Posting Up: Overview

This entry is part 3 of 13 in the series Next Best Actions

Posting up is not an “official” layer of the R&R.  It’s not an “official” NBA.  It is, however, a possible choice for a cutter.  I tend to think of it is a pretty basic choice and a pretty important one.  I hinted at it in the post about temporary post players.  This may be covered by the “Changing Alignments” layer.  The Hook and Look Layer is also related.  Both of these layers come much later.  I am going to cover it now.

I think there are a lot of players who are “tweeners.”  They aren’t big enough to be post players, but they may not have the 1 on 1 or shooting skills to be great guards.  However, they may draw a matchup with a guard who doesn’t quite to know what to do as a post defender. This gives these kinds of players a way to use their skills while at the same time creating numerous other offensive options.

Having players who post up after their cut opens quite a few doors.  It provides a post entry option.  It turns a 5 out offense into a 4 out 1 in offense.  It turns a 4 out 1 offense into a 3 out 2 in offense.  It puts a player in better rebounding position. It draws attention from other defenders.  It provides a great screening option. (I can’t wait to cover all of these.)

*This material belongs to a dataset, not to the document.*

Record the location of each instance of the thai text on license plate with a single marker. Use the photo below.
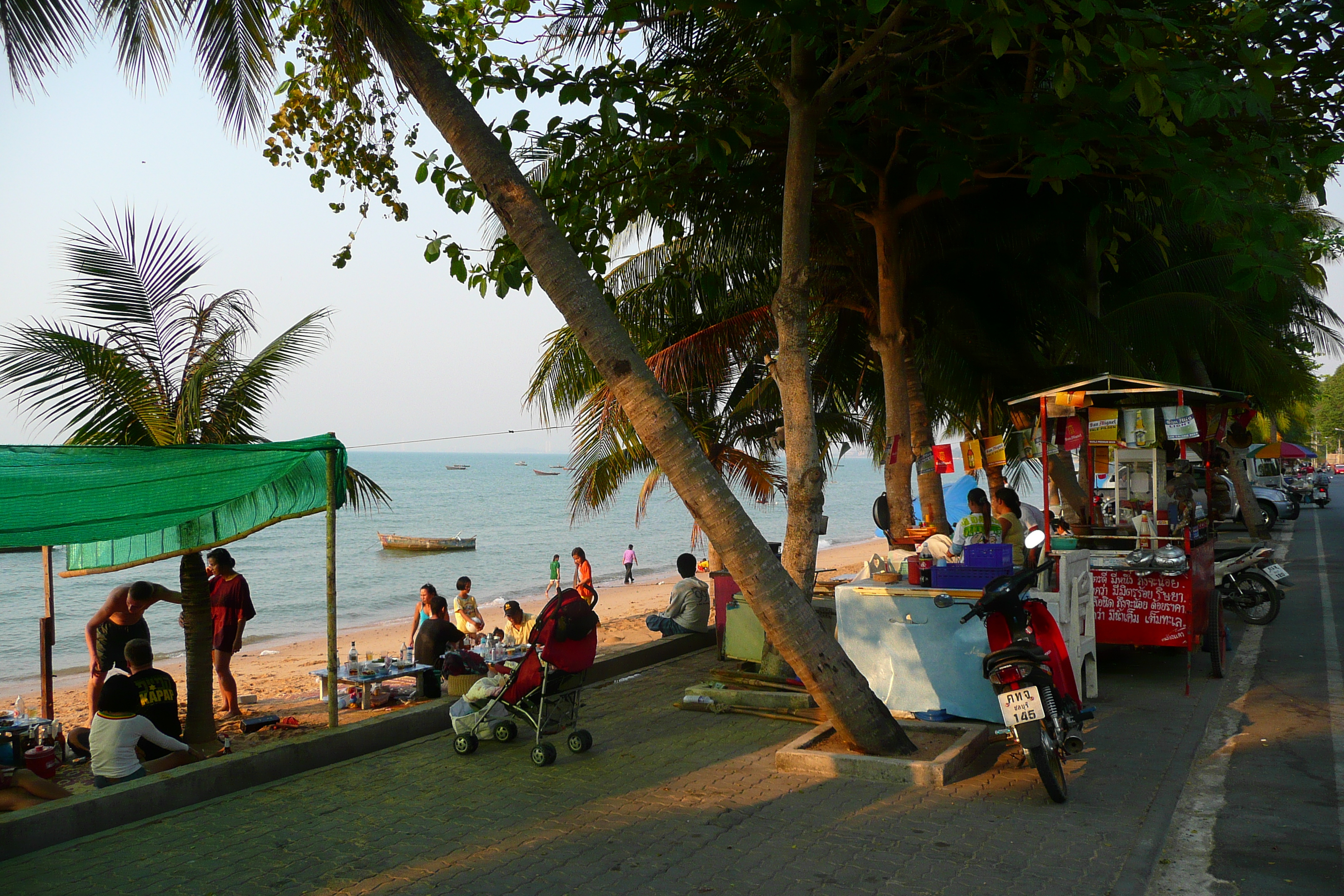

Any of these will put stress on the defense. Depending on your philosophy, this player could post up for one pass or for the rest of the possession.  You can tailor it to your personnel. The fundamentals of post play are still important regardless how long they are in the post.  They still have to react to dribble penetration as a post player.  However, all of the post actions can now be a part of their tool belt.

We will keep this discussion short.  We won’t get into all the different options that this player has until later.  We will only discuss different opportunities to turn perimeter players into post players. We will discuss their options later.